Châtellerault et son pays: Mériem, une poète inspirée
| Les dossiers d'Artdz - Meriem Terki |
La Châtelleraudaise de quinze ans écrit des poèmes depuis deux ans. Ils seront bientôt publiés. Elle se dit '' discrète '', mais vous risquez de la croiser...
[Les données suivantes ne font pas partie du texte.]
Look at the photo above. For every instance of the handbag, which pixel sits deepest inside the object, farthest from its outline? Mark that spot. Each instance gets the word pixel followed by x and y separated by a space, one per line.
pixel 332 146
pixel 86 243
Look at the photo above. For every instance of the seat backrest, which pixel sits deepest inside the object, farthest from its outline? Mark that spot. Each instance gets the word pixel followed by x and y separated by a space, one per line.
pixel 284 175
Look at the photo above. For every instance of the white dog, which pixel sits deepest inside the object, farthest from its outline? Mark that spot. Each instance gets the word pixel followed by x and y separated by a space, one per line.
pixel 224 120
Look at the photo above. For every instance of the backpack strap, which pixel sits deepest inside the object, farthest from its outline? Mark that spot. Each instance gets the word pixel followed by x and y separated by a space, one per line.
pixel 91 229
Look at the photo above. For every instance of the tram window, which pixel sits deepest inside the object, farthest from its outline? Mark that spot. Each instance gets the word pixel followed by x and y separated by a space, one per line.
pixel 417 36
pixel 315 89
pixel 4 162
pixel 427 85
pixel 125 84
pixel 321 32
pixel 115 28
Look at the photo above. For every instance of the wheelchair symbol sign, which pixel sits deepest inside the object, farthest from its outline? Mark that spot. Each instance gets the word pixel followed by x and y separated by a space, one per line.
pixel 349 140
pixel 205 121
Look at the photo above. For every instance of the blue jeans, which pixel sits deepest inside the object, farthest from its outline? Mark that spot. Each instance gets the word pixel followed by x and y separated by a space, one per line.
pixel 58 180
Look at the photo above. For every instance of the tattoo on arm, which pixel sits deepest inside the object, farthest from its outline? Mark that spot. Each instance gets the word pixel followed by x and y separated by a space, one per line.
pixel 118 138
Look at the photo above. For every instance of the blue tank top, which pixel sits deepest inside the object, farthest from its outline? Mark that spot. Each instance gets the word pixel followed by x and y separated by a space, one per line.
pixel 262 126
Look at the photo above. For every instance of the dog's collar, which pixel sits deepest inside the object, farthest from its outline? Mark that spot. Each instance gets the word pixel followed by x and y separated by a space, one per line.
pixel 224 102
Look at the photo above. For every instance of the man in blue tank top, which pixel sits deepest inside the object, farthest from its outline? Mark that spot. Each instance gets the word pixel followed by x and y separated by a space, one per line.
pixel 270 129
La musique en fond, assise en tailleur sur le tapis du salon, Mériem Terki, quinze ans, cherche l'inspiration. Ecrit ses poèmes. Son calepin et son stylo toujours à portée de main. Depuis deux ans, la lycéenne châtelleraudaise, interne à Poitiers, a sa méthode, ses petits trucs pour coucher les mots sur le papier. Les vers lui viennent avec facilité. A tel point qu'elle a déjà écrit une trentaine de poèmes. « A mon pays », c'était le premier.
"Si je veux me faire connaître,
il faut frapper à toutes les portes!
"Extrait : « Tu danses sur des saveurs rythmées/Ton honneur est une liberté/Ta terre, un mélange de mémoires/Et tes croyances, un sentiment d'espoir... ».Une autre strophe : « Ton soleil réchauffe tes secrets/Ton histoire reste cachée/Méprisée par des mensonges/Et condamnée par tes différences... ». Mériem rend hommage à son pays. L'Algérie. « Je parle inconsciemment à mes racines. »
Tous les étés, l'adolescente y retourne en famille. A Béjaïa, en petite Kabylie. « Mon bol d'oxygène. » Mériem « adore » écrire. « Ce sont des poèmes d'amour, ils touchent à mes origines... », résume la jeune fille née à Lorient et arrivée à Châtellerault à l'âge de quatre ans. Dans ses textes, il y a aussi des pointes de mélancolie, des réflexions sur la vie... « Mais il y a des choses que je n'ai pas encore vécues. »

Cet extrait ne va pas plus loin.